This module contains internal motion package components for defining motion sequence handlers. The core component in this module is the MotionSequenceHandler abstract class, which should be used as the base class for all motion sequence handler implementations. The module also contains constants and helper methods for implementing motion sequence handlers.

Terms and Definitions

• invocation type - A value used to decide which ALMotion method to invoke. The simutils.motion.absolute.AbsoluteSequenceHandler uses the keyframe type as the invocation type. Keyframes with the 'absolute.position' type will result in invocation of the ALMotion.positionInterpolations method, and the 'absolute.transform' type will result in invocations of the ALMotion.transfromInterpolations method.

• invocation list - A list of invocations to ALMotion methods that is built up in order to execute the set of keyframes comprising a motion sequence.

• invocation entry - A single entry in an invocation list. It is a tuple containing the invocation type and then the list of invocation arguments.

• invocation arguments - The list of arguments for a single invocation to an ALMotion method.

Constants

• TYPE = 0 - A constant value representing the index of the invocation type in an invocation list entry.

• ARGS = 1 - A constant value representing the index of the invocation argument list in an invocation list entry.

• EFFECTORS = 0 - A constant value representing the index of the effectors vector in an invocation argument list for either ALMotion.positionInterpolations or ALMotion.transformInterpolations.

• FRAMES = 1 - A constant value representing the index of the frames vector in an invocation argument list for either ALMotion.positionInterpolations or ALMotion.transformInterpolations.

• PATHS = 2 - A constant value representing the index of the paths vector in an invocation argument list for either ALMotion.positionInterpolations or ALMotion.transformInterpolations.

• MASKS = 3 - A constant value representing the index of the masks vector in an invocation argument list for either ALMotion.positionInterpolations or ALMotion.transformInterpolations.

• TIMES = 4 - A constant value representing the index of the times vector in an invocation argument list for either ALMotion.positionInterpolations or ALMotion.transformInterpolations.

Helper Methods

• new_invocation_args() -> Tuple(List, List, List, List, List) - Returns a new, empty invocation argument set for either ALMotion.positionInterpolations or ALMotion.transformInterpolations.

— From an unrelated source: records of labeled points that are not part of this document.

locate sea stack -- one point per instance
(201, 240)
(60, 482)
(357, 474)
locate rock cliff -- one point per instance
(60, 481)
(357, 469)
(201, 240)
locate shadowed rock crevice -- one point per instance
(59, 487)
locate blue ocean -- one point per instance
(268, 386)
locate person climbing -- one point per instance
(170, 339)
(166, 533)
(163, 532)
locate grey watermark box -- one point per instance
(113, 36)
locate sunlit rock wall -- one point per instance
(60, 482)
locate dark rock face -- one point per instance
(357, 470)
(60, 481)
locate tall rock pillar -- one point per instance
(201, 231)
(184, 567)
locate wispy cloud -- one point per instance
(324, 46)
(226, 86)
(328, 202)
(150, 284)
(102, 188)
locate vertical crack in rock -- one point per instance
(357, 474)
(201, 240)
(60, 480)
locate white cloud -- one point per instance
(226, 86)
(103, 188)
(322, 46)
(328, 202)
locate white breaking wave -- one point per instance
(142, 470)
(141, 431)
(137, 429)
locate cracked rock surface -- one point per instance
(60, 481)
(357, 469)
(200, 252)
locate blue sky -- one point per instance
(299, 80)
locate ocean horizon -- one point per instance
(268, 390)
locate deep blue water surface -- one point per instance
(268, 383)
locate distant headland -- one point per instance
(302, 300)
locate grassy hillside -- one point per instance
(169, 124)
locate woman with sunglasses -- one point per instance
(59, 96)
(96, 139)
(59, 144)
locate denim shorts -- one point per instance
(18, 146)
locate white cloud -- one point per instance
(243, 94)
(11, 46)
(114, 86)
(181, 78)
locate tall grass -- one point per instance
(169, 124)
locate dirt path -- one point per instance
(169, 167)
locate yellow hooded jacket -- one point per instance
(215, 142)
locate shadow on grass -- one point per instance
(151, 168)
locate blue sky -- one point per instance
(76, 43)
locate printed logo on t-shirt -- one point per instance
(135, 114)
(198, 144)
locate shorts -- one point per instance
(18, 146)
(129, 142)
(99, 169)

• are_equal(p1: List[float], p2: List[float], thresholds: Union[float, Iterable[float, Iterable[float]]]) -> bool - Determines whether p1 and p2 are equal within the specified threshold(s).

Classes

class KeyframeException(Exception)

An exception raised due to keyframe errors while attempting to execute a motion sequence.

• type_mismatch(current: simutils.motion.models.KeyFrame, previous: simutils.motion.models.KeyFrame) -> KeyframeException (static) - Creates a new exception instance with an error indicating a keyframe type mismatch between current and previous.

 

class KeyframeTypeError(ValueError)

An error due to an invalid keyframe type encountered while attempting to execute a motion sequence.

 

class MotionSequenceHandler (abstract)

This class serves as the base class for all motion sequence handler implementations. It defines a couple of abstract methods and properties to standardize handler interface, regardless of the particulars of the implementation.

• handle_sequence(sequence: simutils.motion._sequence.MotionSequence, context: simutils.motion._context.MotionSequenceContext, motion_proxy: ALMotion, posture_proxy: ALRobotPosture) -> simutils.motion.models.ExecutionResult (abstract) - A method which handles the execution of the specified motion sequence within the scope of the provided motion sequence context.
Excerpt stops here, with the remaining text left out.